You think you love stuffed animals? Pffft. You don't love 'em as much as Sean Johnson of Florida. This 19 year old guy loves stuffed animals so much he can't control himself. While at a Wamart in Brooksville he grabbed small horse from a clearance rack and decided to do the damned thing with it right in the store. But first he had to set the mood. He took the stuffed horse to the bedding aisle and whipped out his junk. He pressed it against the horse and began thrusting. And this was all recorded making it the second worse sex tape after Paris Hilton's. I shit you not, if I worked at this store I would be watching this tape every damned day and dying laughing. I mean, I worked in a porn shop and saw some weirdness, but I wouldn't expect to be at Walmart and catch some dude giving the how do you do to a stuffed animal.

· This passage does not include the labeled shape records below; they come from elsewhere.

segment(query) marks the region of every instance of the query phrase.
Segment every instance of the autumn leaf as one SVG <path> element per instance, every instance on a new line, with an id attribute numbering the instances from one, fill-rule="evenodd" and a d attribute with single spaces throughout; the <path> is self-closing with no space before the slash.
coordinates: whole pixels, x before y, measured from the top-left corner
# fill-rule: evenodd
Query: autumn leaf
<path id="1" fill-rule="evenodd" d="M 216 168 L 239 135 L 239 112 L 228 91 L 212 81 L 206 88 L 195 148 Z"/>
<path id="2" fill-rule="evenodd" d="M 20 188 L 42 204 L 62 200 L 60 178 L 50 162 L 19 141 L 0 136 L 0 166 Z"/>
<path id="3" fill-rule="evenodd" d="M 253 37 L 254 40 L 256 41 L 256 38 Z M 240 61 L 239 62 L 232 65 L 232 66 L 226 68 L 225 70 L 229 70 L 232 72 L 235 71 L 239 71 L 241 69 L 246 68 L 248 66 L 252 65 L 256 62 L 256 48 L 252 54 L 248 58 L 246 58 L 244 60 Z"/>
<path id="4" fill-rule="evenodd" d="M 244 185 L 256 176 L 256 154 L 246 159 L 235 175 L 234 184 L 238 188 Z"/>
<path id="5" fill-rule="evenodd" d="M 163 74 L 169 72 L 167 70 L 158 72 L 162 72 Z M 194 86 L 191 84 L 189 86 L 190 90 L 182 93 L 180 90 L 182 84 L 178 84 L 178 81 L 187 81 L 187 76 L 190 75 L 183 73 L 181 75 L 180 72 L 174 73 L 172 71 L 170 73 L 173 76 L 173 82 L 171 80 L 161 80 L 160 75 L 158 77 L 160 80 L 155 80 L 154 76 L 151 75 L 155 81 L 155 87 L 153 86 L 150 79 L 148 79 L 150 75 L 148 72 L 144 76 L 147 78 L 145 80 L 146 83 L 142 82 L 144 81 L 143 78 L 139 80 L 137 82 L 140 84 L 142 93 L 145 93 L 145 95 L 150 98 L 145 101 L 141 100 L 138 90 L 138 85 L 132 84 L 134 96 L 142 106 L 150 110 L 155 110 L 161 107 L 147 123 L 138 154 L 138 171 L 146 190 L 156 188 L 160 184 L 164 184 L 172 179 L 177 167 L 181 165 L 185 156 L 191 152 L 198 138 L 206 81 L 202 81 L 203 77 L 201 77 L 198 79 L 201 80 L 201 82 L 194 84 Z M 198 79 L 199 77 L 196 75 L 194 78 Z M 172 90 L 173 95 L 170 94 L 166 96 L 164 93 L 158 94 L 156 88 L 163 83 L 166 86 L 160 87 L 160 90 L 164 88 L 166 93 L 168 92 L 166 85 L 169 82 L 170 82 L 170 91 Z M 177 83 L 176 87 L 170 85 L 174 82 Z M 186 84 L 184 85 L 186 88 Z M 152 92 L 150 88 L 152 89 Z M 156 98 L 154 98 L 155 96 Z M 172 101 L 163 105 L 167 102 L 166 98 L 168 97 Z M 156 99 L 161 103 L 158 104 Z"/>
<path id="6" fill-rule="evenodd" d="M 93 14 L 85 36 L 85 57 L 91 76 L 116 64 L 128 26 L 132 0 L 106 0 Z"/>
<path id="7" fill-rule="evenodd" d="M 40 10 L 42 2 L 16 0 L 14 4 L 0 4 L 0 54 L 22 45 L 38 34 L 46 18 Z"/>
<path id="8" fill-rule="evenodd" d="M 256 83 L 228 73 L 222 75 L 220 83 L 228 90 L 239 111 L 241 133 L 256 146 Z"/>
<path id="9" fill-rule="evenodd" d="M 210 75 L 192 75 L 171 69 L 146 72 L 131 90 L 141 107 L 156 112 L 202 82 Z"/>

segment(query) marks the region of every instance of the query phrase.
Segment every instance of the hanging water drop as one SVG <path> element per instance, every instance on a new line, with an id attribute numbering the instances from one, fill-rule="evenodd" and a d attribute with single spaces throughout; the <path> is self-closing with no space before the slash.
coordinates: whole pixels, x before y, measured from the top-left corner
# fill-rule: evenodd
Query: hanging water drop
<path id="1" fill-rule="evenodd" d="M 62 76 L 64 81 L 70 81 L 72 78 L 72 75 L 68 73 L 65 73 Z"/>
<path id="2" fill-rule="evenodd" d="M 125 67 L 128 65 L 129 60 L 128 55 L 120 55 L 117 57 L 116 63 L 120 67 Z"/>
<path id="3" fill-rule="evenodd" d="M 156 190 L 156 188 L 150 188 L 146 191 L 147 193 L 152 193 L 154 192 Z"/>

And before you ask the answer is yes. He finished. Because he is a champion. He as charged with criminal mischief, indecent exposure, and posted bail at $1,500. He even released a written statement that is way funnier if you imagine the sound of horses in the background.
“I did unmentionables to a stuffed animal. I need to think before what I do. I'm extremely sorry.” Who uses the word “unmentionables” other than old lady's describing their draws? The worst part, and it does get worse, is that after spraying the horse he stuck it on a shelf! Ew! How do you come on a toy horse and stick it on a shelf?! They ended up tossing out the horse and comforter set it touched because cooties. I'd set fire to that entire aisle. And this is the actual image of the horse. So while all of the world worries about Ebola and terrorism I sit here worrying about crazy ass dudes on the other side of the country dropping mad loads on toys and putting them back on shelves. I wonder how many times he's done some shit like this and got away with it. Tonight Eeyore sleeps restlessly.